If we love God, we have an inescapable call to put other people’s interests above our own. If we love God, we will LOVE PEOPLE in real, tangible ways. Like wearing a mask. Or not adding to the noise of negativity.
My friend Dani has been an exemplatory force of positivity in the face of some would-be negative circumstances.
She is pregnant and partnered up, but still works two jobs to support herself. This week, one of those jobs drastically reduced her hours as the brewery where she works was ordered to close for the next four weeks — aka, the busiest season of the whole year for the hospitality industry, a critical time in the tipping economy that would have put some much-needed cash for the baby into my friend’s pocket.
What comes next is holy.

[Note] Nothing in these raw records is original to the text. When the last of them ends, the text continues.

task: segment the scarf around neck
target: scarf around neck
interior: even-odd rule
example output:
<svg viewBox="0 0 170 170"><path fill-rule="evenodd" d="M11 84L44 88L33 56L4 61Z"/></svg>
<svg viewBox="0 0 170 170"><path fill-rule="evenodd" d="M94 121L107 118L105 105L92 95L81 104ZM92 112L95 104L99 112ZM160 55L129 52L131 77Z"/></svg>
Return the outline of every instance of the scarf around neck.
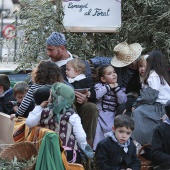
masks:
<svg viewBox="0 0 170 170"><path fill-rule="evenodd" d="M105 137L111 137L111 139L117 143L121 148L123 148L123 150L127 153L128 152L128 146L130 145L130 139L128 139L124 144L121 144L118 142L118 140L115 137L115 134L113 131L105 133L104 135Z"/></svg>
<svg viewBox="0 0 170 170"><path fill-rule="evenodd" d="M69 110L74 102L74 90L70 86L58 82L52 85L51 95L52 104L49 107L53 109L56 122L59 123L60 114Z"/></svg>

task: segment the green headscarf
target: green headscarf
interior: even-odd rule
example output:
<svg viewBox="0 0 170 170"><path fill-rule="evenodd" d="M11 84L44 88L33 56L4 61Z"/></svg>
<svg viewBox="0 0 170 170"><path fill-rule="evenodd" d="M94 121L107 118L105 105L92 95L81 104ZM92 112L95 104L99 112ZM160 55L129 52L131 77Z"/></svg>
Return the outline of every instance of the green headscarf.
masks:
<svg viewBox="0 0 170 170"><path fill-rule="evenodd" d="M70 86L58 82L52 85L51 94L53 112L56 115L56 122L59 123L60 114L69 110L74 103L75 92Z"/></svg>

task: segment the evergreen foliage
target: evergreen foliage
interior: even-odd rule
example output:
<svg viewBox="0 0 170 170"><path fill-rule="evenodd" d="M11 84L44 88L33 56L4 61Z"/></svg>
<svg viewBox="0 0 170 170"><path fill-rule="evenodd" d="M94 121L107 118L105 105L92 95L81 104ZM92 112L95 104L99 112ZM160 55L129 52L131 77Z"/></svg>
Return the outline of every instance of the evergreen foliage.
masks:
<svg viewBox="0 0 170 170"><path fill-rule="evenodd" d="M46 59L45 41L53 32L63 32L68 50L81 58L114 56L113 48L122 41L138 42L143 54L153 49L161 50L170 60L170 1L126 0L122 1L122 27L117 33L71 33L62 24L64 12L62 0L20 0L21 9L14 12L19 19L17 31L17 61L20 68L31 67ZM56 8L54 8L54 5ZM13 39L14 40L14 39ZM3 40L4 42L11 40Z"/></svg>

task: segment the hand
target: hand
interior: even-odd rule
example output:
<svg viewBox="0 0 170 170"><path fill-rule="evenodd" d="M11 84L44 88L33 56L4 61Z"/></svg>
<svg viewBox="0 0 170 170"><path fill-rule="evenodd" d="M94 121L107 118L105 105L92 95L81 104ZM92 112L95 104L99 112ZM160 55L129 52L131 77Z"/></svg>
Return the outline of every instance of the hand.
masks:
<svg viewBox="0 0 170 170"><path fill-rule="evenodd" d="M43 101L40 106L42 108L46 108L48 103L49 103L48 101Z"/></svg>
<svg viewBox="0 0 170 170"><path fill-rule="evenodd" d="M83 103L88 102L87 94L88 94L88 90L86 91L86 93L83 93L83 94L78 91L75 91L77 103L83 104Z"/></svg>
<svg viewBox="0 0 170 170"><path fill-rule="evenodd" d="M166 119L168 119L168 116L166 114L164 114L162 117L161 117L161 120L162 122L164 122Z"/></svg>
<svg viewBox="0 0 170 170"><path fill-rule="evenodd" d="M17 112L18 111L18 106L14 106L13 110L14 110L14 112Z"/></svg>
<svg viewBox="0 0 170 170"><path fill-rule="evenodd" d="M116 88L118 86L118 83L109 84L109 85L110 85L111 89L114 89L114 88Z"/></svg>
<svg viewBox="0 0 170 170"><path fill-rule="evenodd" d="M133 111L135 110L135 108L134 108L134 107L132 107L132 109L131 109L131 110L132 110L132 112L133 112Z"/></svg>
<svg viewBox="0 0 170 170"><path fill-rule="evenodd" d="M14 118L16 118L15 114L11 114L10 115L10 120L13 120Z"/></svg>

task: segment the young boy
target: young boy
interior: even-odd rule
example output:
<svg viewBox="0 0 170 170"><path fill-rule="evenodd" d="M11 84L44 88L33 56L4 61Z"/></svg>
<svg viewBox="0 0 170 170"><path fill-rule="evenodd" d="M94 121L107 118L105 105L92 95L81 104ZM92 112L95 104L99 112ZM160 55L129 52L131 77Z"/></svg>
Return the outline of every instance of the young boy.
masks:
<svg viewBox="0 0 170 170"><path fill-rule="evenodd" d="M9 101L16 101L10 87L9 77L6 74L0 74L0 112L9 114L13 107Z"/></svg>
<svg viewBox="0 0 170 170"><path fill-rule="evenodd" d="M168 119L159 125L152 137L151 159L160 169L170 169L170 100L165 105Z"/></svg>
<svg viewBox="0 0 170 170"><path fill-rule="evenodd" d="M10 110L10 118L13 119L18 111L18 107L20 106L21 102L23 101L26 93L28 92L29 89L29 85L24 82L24 81L20 81L17 82L14 85L13 88L13 93L14 93L14 97L16 99L16 101L10 101L13 108ZM25 112L25 114L23 115L23 117L28 117L28 114L30 111L32 111L34 108L34 102L31 102L31 104L29 105L27 111Z"/></svg>
<svg viewBox="0 0 170 170"><path fill-rule="evenodd" d="M96 163L100 170L140 170L136 147L130 136L134 121L128 115L118 115L114 119L113 131L106 133L96 148Z"/></svg>

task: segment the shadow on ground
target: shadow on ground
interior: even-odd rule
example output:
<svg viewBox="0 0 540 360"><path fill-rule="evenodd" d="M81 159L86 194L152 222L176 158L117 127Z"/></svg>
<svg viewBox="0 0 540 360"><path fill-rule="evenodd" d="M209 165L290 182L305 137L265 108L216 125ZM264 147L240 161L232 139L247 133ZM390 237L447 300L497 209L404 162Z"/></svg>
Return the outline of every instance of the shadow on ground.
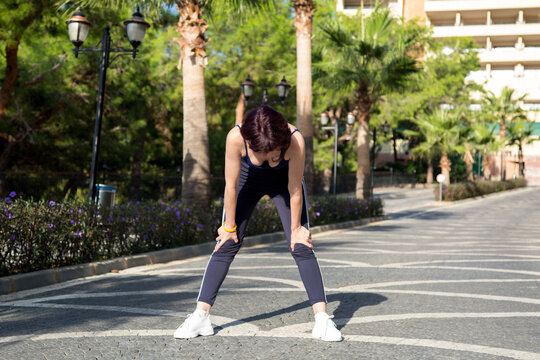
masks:
<svg viewBox="0 0 540 360"><path fill-rule="evenodd" d="M374 306L378 305L384 301L388 300L386 296L382 296L380 294L375 293L339 293L339 294L330 294L327 296L327 302L331 303L334 301L338 301L339 305L334 311L334 316L338 319L342 319L342 325L338 326L338 328L342 328L349 320L354 316L356 311L358 309L365 307L365 306ZM231 323L224 324L222 326L216 327L214 330L216 332L219 332L220 330L223 330L227 327L238 325L239 322L252 322L257 320L265 320L272 318L274 316L284 315L287 313L291 313L294 311L298 311L304 308L310 307L310 304L308 301L302 301L301 303L291 305L289 307L271 311L264 314L259 314L255 316L246 317L243 319L235 320Z"/></svg>

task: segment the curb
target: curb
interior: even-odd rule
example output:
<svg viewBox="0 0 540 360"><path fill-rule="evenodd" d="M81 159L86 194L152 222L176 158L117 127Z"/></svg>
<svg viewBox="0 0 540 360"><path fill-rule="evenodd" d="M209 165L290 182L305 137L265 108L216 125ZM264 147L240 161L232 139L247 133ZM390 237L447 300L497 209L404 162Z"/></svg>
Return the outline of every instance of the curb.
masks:
<svg viewBox="0 0 540 360"><path fill-rule="evenodd" d="M386 216L380 216L368 219L346 221L337 224L314 226L311 228L311 234L318 234L331 230L347 229L386 219ZM252 247L261 244L278 242L284 238L285 233L283 231L270 234L246 236L244 238L243 247ZM65 266L57 269L39 270L26 274L5 276L0 278L0 295L6 295L22 290L35 289L73 279L102 275L111 271L125 270L136 266L162 264L175 260L185 260L201 255L208 255L212 252L214 246L214 242L206 242L173 249L152 251L144 254L122 256L87 264Z"/></svg>

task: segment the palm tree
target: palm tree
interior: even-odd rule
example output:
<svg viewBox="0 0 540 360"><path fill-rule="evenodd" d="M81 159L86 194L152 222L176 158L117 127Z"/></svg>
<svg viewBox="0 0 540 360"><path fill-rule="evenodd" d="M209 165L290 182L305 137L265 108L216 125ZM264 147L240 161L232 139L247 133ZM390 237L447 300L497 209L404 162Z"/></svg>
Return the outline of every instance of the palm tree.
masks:
<svg viewBox="0 0 540 360"><path fill-rule="evenodd" d="M311 83L311 34L315 11L313 0L295 0L296 28L296 121L306 145L305 182L308 194L313 192L313 122Z"/></svg>
<svg viewBox="0 0 540 360"><path fill-rule="evenodd" d="M381 97L419 70L413 55L426 30L399 26L388 9L321 25L326 45L314 74L327 87L347 92L359 119L356 197L371 196L369 121Z"/></svg>
<svg viewBox="0 0 540 360"><path fill-rule="evenodd" d="M471 125L471 141L476 150L483 154L482 169L485 180L491 180L490 155L497 152L504 141L493 136L495 127L496 125L489 125L485 122L475 122Z"/></svg>
<svg viewBox="0 0 540 360"><path fill-rule="evenodd" d="M462 153L465 147L461 144L462 112L459 110L437 109L431 114L422 114L414 120L418 131L408 131L408 135L421 135L425 141L412 151L416 153L441 155L439 166L445 177L443 184L450 185L452 163L449 155L452 152Z"/></svg>
<svg viewBox="0 0 540 360"><path fill-rule="evenodd" d="M501 139L506 138L506 123L508 121L515 121L524 119L523 110L520 107L520 102L523 101L526 95L520 96L514 99L515 90L505 86L501 90L499 97L495 96L493 92L488 92L484 98L486 104L486 112L491 117L499 122L499 137ZM506 157L504 148L501 150L501 181L506 179Z"/></svg>
<svg viewBox="0 0 540 360"><path fill-rule="evenodd" d="M180 34L173 39L180 45L178 67L183 77L183 137L182 137L182 201L203 206L210 205L211 173L206 120L206 98L204 93L204 67L207 63L205 31L208 28L203 10L227 9L246 12L269 8L272 0L150 0L145 2L151 9L176 4L179 20L175 26ZM61 6L113 8L137 6L139 2L129 0L62 0Z"/></svg>
<svg viewBox="0 0 540 360"><path fill-rule="evenodd" d="M523 146L539 140L533 138L534 121L518 120L508 124L508 145L518 147L519 177L525 177Z"/></svg>

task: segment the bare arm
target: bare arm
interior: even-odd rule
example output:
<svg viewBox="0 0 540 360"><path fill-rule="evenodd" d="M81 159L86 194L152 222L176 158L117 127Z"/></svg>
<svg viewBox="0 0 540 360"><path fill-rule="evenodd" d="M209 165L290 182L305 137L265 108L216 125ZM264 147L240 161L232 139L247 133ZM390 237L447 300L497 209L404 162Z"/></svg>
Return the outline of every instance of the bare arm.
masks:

Do you know what she said to me?
“I mean for real. Does it suck that I won’t make much money in the next month?? Of course! But I’ll survive AND have time to do things during the day that I have not been able to do for so long. Things that fill my cup and *hopefully* end up bringing a little light to others.”
If the uncertaintly of being pregnant in a pandemic and losing her income can’t shake my friend, why is it so hard for the church of Christ to adapt?

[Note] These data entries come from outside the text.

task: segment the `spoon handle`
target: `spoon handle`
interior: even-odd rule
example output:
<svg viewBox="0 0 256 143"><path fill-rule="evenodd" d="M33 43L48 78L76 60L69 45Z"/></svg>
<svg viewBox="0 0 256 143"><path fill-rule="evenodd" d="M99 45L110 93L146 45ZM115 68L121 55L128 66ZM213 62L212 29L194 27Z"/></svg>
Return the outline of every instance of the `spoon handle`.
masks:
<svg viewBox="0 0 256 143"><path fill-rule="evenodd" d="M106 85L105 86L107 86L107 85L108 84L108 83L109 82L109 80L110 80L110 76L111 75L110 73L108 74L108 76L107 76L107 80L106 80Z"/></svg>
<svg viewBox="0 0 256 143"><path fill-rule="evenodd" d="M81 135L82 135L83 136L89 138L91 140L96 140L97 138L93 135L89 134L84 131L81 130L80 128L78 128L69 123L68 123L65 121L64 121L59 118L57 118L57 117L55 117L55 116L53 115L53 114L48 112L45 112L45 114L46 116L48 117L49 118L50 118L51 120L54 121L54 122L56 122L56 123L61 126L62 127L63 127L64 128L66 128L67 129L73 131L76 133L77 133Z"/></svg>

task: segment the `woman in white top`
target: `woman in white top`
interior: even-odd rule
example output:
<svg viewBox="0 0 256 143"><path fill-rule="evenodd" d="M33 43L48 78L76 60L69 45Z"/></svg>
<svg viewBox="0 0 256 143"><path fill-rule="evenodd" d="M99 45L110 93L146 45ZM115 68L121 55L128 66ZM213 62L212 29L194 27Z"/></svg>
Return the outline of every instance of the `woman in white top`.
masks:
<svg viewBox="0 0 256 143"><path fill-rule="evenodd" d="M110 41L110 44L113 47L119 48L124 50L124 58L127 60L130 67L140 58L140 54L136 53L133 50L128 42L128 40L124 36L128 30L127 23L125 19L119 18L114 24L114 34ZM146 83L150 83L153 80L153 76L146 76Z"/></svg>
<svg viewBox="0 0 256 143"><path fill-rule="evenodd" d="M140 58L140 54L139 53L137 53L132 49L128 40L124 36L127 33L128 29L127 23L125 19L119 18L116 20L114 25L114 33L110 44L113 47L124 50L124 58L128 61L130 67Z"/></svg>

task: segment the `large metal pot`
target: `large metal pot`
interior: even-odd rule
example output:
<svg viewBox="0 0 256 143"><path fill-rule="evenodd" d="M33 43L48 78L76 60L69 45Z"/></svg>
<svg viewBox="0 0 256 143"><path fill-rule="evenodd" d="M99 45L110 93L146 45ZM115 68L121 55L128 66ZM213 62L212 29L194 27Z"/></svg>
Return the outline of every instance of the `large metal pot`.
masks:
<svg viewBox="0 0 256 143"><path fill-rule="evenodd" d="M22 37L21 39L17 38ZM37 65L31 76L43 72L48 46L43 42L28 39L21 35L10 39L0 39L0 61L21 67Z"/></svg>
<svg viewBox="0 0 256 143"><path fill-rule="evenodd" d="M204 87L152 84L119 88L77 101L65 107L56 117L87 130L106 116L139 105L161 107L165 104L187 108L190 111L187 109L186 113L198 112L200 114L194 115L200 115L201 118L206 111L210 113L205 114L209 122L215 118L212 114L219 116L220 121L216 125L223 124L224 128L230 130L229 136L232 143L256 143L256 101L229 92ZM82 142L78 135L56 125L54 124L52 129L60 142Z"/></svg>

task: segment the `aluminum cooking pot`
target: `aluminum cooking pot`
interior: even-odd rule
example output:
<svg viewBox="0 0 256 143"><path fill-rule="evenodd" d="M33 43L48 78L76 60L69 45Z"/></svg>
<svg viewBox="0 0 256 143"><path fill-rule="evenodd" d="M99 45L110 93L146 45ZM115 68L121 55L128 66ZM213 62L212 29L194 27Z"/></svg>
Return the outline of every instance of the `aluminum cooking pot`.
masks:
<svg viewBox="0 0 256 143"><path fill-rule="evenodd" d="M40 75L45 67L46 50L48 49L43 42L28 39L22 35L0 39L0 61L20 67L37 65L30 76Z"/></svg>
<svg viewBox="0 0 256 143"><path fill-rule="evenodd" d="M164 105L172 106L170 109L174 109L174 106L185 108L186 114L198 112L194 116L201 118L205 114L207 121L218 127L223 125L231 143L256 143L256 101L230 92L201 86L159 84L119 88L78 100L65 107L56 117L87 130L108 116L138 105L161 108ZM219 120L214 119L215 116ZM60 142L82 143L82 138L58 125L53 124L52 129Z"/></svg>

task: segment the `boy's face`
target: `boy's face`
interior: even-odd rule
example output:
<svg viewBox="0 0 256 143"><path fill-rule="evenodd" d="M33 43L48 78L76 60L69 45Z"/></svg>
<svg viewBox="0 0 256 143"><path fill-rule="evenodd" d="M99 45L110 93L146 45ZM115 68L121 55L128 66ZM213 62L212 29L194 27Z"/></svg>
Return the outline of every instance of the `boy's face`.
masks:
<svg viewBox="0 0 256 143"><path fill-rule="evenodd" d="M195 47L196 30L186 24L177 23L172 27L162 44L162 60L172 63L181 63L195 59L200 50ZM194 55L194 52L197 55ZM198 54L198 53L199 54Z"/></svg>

Where is our faith? Is it in God, or in a government mandate?
The root of every complaint is fear. Fear that there won’t be enough, fear that we won’t be enough, fear that our rights will be taken from us, fear that our world will never be normal again. I get that. I have my own fears to navigate as the new restrictions unfold.
But even in the face of fearful adversity, what if we tried spreading light like Dani, sharing our faith instead of our fears? I’m telling you, this approach would change our lives, our families, and the lives of everyone around us.
Because if we’re lead by faith we will care more about the needs of others than our own fears. If we’re lead by faith we’ll know there will always be enough, and that we don’t have to fear anybody taking away our rights if we freely give them up.
That’s what Jesus did when he relinquished his rights as God to become a person, embodying all the horrible restrictions of humanity, only to deny even those rights and take it a step further by giving his life for ours. It’s a paradox I will understand never but embrace forever – his strength for our weakness. To God be the glory.

I know we can do this whole setting our own interests aside thing for the good of others and the glory of God. Join me?!
Because if you’re reading this, you’re still breathing – which means you’re one of the lucky ones (cue the Daughter song).
It could always be worse, and nothing is guaranteed.
But God.
May God help those of us who are still breathing live out of love, not fear. Help us see our neighbors with eyes of empathy, and remember our small sacrifices (masking, distancing) are for a season, not forever. Help us overcome feelings of fear and scarcity and isolation, by grace, for the good of others and Your glory. Amen.
Galatians 6:9 NIV
9 Let us not become weary in doing good, for at the proper time we will reap a harvest if we do not give up.